If your underwriter has no specific guideline, 30 days is a good rule of thumb. It's more of an art than a science. You are balancing the unique risks of the title with the risk that something may have been filed in the interim. So, if I have a high risk seller, pending issues, I'm more likely to do interim checking if a closing is delayed. If the seller is low risk I may wait.
In any case, under no circumstances should you record documents without a final bringdown. (That's what I call a date down.)
On that subject, you should have procedures in place to deal with last minute surprises. What do you do if the abstactor finds something? Who is notified and whose job is it to immediately resolve the matter?
We're a table-funding state. We disburse at the closing table before recording in most transactions. We use a strongly worded disbursement affidavit to tie up loose ends with the sellers in exchange for the check. If they won't sign the affidavit, they don't get their check until the documents have been recorded.

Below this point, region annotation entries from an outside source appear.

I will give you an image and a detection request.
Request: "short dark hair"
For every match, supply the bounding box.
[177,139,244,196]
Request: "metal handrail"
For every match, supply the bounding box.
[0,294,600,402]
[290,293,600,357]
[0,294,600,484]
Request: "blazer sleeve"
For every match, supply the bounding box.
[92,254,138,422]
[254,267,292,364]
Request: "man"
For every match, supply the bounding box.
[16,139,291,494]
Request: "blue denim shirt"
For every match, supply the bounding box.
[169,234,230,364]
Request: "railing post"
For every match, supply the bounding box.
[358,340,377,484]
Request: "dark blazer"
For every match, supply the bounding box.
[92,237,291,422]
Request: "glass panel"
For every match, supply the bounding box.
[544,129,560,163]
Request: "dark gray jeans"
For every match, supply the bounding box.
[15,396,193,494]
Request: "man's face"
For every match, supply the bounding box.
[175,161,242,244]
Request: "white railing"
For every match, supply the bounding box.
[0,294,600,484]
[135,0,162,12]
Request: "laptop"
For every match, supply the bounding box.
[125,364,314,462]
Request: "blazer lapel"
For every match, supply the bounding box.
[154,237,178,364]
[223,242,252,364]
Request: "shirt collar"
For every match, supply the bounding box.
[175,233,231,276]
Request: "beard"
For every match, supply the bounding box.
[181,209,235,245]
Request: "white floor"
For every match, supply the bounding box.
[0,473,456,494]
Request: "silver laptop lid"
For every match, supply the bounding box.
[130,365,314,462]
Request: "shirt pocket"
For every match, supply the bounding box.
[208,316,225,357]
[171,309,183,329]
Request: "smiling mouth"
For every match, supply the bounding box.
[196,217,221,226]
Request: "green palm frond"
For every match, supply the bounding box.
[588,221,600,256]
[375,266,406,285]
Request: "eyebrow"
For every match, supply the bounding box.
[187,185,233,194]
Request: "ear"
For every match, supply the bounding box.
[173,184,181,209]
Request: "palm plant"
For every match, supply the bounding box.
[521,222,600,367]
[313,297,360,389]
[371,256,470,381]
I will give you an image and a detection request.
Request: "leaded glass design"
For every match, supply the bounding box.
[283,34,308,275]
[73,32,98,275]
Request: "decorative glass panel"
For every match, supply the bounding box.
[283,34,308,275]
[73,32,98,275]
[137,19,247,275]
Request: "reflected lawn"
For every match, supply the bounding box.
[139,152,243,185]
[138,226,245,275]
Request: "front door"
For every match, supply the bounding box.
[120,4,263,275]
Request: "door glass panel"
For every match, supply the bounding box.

High risk sellers don't get the choice. We won't give up the money until the final bringdown has been completed and documents are safely recorded.
There are still some unexpected surprises like new mortgages that the seller forgot to tell us about. When the abstractor calls our office with that kind of scenario, we consider it a "stop, drop and roll" procedure. FIRST, we protect the money. If the money is out the door, our bank is notified to stop payment on the proceeds check. We have 24 hours to undo a stop payment and that gives us time to work out a resolution.
Take a moment to consider how your office handles this kind of crisis. Thinking through the possiblities while you are calm is much better than when a problem arises. Also, giving your staff clear instructions now will help them to face the problem head on when it happens so they will not be tempted to hide the facts. Remember you are working as a team and you need everybody working together to mitigate damages.